Читаем Nightwork полностью

Figure out my life. I had plenty of time to do it. As I drove south, down the entire East Coast of America, I was alone, unfettered, free of claims, with no distractions, plunged in that solitude that is supposed to be the essential condition of philosophic speculation. There was Pat Minot's cause and effect to be considered; also not to be overlooked was the maxim I had been taught in English lit courses that your character was your fate, that your rewards and failures were the result of your faults and virtues. In Lord Jim, a book I must have read at least five times since I was a boy, the hero is killed eventually because of a flaw in himself that permitted him to leave a shipload of poor beggars to die. He pays for his cowardice in the end by being killed himself. I had always thought it just, fair, inevitable. At the wheel of the little Volkswagen, speeding down the great highways past Washington and Richmond and Savannah, I remembered Lord Jim. But it no longer convinced me. I certainly was not flawless, but, at least in my opinion, I had been a decent son, an honorable friend, conscientious in my profession, law-abiding, careful to avoid cruelty or spite, inciting no man to be my enemy, indifferent to power, abhorring violence. I had never seduced a woman - or cheated a shopkeeper, had not struck a fellow human being since a fight in the schoolyard at the age of ten. I had definitely never left anyone to die. Yet ... Yet there had been that morning in Dr Ryan's office.

If character was fate. was it the character of thirty million Europeans to die in World War II, was it the character of the inhabitants of Calcutta to drop in the streets of starvation, was it the character of thousands of citizens of Pompeii to be mummified in a flood of lava?

The ruling law was simple - accident. The throw of dice, the turning of a card. From now on I would gamble and trust to luck. Maybe, I thought, it was in my character to be a gambler and fate had neatly arranged it so that I could play out my destined role. Maybe my short career as a man who traveled the Northern skies was an aberration, a detour and only now, back to earth, was I on the right path.

* * *

When I got to Florida, I spent my days at the tracks. In the beginning, all went well. I won often enough to live comfortably and not have to worry about taking a job. There was no job that anyone could offer me that I could imagine accepting. I kept by myself, making no friends, approaching no women. I found, mildly surprised, that all desire had left me. Whether this was temporary or would turn out to be permanent did not bother me. I wanted no attachments.

I turned with bitter pleasure into myself, content with the long sunny afternoons at the track and the solitary meals and the evenings spent studying the performances of thoroughbreds and the habits of trainers and jockeys. I also had time now for reading, and I indiscriminately devoured libraries of paperbacks. As Dr Ryan had assured me, the condition of my eyes did not interfere with my ability to read. Still, I found nothing in any of the books I read that either helped or harmed me.

I lived in small hotels, moving on from one to another when other guests, to whom I had become a familiar presence, attempted to approach me.

I was ahead of the game by several thousand dollars when the season ended and I drifted up to New York. I no longer went to the track. The actual running of a race now bored me. I continued betting, but with bookies. For a while I went often to the theater, to -the movies, losing myself for a few hours at a time in their fantasies. New York is a good city for a man who prefers to be alone.

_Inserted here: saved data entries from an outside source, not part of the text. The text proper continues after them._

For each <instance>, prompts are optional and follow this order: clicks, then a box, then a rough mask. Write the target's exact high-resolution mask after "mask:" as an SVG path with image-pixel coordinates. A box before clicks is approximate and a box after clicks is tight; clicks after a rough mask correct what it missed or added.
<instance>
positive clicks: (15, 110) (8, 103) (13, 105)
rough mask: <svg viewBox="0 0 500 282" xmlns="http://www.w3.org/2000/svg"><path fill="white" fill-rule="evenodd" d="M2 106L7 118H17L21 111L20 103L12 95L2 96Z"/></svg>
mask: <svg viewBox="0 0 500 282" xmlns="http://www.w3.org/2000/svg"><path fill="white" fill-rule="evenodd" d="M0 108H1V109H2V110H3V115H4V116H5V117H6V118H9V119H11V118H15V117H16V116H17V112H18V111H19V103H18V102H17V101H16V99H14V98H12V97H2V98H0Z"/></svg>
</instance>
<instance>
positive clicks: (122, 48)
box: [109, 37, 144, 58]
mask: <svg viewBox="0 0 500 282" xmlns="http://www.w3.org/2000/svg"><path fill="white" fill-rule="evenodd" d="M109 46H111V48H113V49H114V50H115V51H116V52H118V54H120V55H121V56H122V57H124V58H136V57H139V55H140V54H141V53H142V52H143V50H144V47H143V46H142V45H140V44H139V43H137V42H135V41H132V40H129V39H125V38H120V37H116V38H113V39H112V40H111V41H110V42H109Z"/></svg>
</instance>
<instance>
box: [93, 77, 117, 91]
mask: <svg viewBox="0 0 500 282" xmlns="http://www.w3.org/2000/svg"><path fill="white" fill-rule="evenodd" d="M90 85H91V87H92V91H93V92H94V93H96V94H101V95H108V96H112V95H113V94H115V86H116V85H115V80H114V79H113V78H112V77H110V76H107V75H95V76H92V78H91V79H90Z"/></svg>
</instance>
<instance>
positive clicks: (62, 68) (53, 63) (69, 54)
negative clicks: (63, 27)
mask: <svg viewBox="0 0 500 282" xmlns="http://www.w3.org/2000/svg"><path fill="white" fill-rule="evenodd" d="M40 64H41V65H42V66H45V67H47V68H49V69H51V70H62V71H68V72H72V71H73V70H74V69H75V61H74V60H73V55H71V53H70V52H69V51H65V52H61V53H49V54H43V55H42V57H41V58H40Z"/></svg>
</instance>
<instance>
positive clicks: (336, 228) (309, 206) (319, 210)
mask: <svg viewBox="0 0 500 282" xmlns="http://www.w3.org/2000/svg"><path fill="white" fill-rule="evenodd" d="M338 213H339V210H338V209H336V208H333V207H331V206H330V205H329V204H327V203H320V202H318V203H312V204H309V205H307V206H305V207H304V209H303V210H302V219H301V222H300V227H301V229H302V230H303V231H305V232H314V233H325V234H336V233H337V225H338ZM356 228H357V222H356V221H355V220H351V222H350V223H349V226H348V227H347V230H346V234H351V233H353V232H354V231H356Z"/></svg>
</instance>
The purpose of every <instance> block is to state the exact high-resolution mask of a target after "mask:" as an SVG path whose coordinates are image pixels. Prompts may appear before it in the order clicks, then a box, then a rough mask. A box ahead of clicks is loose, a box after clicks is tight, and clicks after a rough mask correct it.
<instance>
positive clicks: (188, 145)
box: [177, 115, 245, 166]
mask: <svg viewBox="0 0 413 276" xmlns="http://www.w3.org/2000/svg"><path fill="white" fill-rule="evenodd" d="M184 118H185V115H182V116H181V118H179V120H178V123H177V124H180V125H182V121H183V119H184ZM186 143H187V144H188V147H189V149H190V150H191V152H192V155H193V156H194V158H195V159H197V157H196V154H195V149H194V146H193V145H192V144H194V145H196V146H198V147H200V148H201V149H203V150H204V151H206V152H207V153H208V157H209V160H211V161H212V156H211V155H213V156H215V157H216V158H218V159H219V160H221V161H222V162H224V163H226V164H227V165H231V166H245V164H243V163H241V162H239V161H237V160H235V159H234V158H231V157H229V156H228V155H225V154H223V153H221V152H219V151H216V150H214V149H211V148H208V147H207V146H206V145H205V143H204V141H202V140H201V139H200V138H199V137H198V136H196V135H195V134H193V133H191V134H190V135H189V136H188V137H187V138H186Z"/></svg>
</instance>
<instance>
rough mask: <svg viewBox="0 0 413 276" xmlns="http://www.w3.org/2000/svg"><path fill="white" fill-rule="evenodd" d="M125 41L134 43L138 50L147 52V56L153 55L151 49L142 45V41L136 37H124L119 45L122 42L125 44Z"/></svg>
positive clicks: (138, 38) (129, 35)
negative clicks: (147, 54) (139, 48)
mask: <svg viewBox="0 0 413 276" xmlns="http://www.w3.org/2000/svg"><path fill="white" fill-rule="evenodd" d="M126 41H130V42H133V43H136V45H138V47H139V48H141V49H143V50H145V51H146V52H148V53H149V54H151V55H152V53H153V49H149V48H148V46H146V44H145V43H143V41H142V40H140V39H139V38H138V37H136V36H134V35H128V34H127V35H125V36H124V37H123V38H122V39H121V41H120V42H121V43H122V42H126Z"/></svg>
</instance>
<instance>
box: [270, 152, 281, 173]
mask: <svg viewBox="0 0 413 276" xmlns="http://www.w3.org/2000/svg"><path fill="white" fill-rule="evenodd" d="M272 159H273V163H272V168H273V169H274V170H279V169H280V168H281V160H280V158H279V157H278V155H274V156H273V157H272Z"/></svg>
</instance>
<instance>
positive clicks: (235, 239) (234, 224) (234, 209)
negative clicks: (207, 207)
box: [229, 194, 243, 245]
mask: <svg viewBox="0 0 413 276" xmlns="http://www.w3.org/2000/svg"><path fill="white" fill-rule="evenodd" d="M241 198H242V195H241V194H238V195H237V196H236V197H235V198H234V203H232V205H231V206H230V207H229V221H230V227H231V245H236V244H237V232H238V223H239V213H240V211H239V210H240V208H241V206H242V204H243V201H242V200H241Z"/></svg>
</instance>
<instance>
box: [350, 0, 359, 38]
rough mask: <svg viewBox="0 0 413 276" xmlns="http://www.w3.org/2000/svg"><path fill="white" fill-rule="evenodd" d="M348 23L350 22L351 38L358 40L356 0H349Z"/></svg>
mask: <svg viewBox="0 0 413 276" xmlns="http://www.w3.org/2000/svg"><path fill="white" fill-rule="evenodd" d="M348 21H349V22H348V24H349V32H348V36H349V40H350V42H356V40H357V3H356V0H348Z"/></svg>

It is the easiest city in the world to enjoy solitude.

My luck began to change in New York and with the onset of winter I knew that I would have to look for some kind of job if I wanted to continue eating. Then the night man at the St Augustine was held up for the second time.

* * *

I put the last of the 15 January bills in the file. It was now three hours into 16 January. Happy Anniversary. I got up and stretched. I was hungry and I got out my sandwich and the bottle of beer.

I was unwrapping my sandwich when I heard the sound of the door from the fire emergency stairs opening into the lobby and quick woman's footsteps. I reached for the switch and the lobby was brightly lit. A young woman was hurrying, almost running, toward the desk. She was unnaturally tall, with those thick soles and exaggerated high heels which made women look like so many displaced Watusis. She had on a white, fake fur coat and a blonde wig that wouldn't fool anybody. I recognized her. She was a whore who had come in just after midnight with the man in 610. I glanced at my watch. It was just after three o'clock. It had been a long session in 610 and the woman looked it. She ran to the front door, pushed futilely at the broken buzzer, then clattered over to the desk.